Here is a concrete example: Suppose both $a,b$ are i.i.d. uniform random variables on $[0,1]$. Suppose $A = [1/4, 3/4]$ and $B = \{1/3\}$. Then $P(a \in A | b \in B) = 1/2$. To see this, notice that the event $b \in B$ means that $a$ is allowed to take any values on $[0,1]$. Therefore the event $\{a \in A \cap b \in B\}$ means $a$ is allowed to take only values on $[1/4, 3/4]$, which is half the length of the full interval, so the conditional probability is $1/2$. Essentially, this example relies on the fact that sections of a larger sample space can "inherit" a measure in a well-defined way under certain nice conditions.

Henry's excellent example also falls under this same framework.

Answer 4

As an example of where this is meaningful, consider two independent standard normal random variables $X$ and $Y$ so each with mean $0$ and variance $1$.

Suppose $A$ is the event $X\le 1$ and $B$ is the event $X+Y=2$.

Then $P(A)=\Phi(1) \approx 0.8413$, $P(B)=0$ since this is a point in a continuous distribution, and $P(A|B)=0.5$ by symmetry.

Answer 5

Conditional probability could be seen as a useful tool to create new probabilistic spaces from a given one.
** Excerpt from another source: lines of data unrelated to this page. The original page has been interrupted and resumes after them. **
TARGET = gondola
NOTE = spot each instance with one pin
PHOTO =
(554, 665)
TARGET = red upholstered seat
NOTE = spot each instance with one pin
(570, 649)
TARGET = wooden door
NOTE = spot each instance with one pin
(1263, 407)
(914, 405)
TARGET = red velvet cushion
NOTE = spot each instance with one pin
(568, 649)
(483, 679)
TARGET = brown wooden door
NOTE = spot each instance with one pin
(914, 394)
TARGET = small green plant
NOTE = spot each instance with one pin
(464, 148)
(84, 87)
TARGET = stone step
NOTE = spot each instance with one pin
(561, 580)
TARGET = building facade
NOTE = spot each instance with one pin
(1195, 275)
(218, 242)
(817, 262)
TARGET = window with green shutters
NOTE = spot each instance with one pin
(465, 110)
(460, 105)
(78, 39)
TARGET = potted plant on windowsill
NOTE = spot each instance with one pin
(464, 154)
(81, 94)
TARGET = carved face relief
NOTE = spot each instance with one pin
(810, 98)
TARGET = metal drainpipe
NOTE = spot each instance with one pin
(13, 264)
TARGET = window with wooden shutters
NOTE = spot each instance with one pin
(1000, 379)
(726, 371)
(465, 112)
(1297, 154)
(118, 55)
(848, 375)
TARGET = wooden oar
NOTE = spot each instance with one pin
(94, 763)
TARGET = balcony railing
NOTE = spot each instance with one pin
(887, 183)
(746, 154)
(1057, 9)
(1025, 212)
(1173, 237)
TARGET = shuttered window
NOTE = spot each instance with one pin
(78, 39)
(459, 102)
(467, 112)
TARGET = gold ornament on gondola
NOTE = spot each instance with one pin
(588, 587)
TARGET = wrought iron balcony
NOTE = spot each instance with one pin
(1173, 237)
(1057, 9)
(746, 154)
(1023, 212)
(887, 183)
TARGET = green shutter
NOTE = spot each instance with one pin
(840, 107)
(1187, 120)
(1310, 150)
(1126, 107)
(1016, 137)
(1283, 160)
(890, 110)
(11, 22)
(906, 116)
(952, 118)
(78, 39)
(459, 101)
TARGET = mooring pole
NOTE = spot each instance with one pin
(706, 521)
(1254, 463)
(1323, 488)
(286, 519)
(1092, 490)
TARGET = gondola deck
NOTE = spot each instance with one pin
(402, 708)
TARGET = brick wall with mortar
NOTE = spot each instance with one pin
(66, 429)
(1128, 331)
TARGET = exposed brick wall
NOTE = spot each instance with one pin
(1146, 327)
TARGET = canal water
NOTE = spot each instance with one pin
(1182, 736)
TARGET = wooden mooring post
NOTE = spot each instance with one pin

It is a process equivalent to create new algebraic structure from others well know. For example, think of the euclidean vector space $(\mathbb{R}^3,+,\cdot,\mathbb{R})$, it represents the physical space, a new space can be constructed from it by considering only the first coordenates, obtaining $(\mathbb{R},+,\cdot, \mathbb{R})$ which represents an endless straight-line. In the case of the probabilistic "structure", given a probabilistic space, $(P,\Omega,\mathcal{A})$, the conditional operator $\lvert$ gives place to a new probabilistic space, whose probability function is defined by $P(A \lvert B) = \frac{P(A \cap B)}{P(B)}$ which means the probability the event A occurs once the event B has happened. That is the reason by which the conditional operator is also called the dynamical operator... What happens if P(B)=0? In such a case, you would obtain a trivial probabilistic space, since each even would be impossible, like the nil vectorial subspace $({0},+,\cdot,\mathbb{K})$ in Linear Algebra, but the Kolmogorov axiomatic definition of probability function imposes the condition of that the probability of the space is 1, that is the reason by which it is not studied the case $P(B) = 0$, because the natural definition doesn't give rise to a new probabilistic space.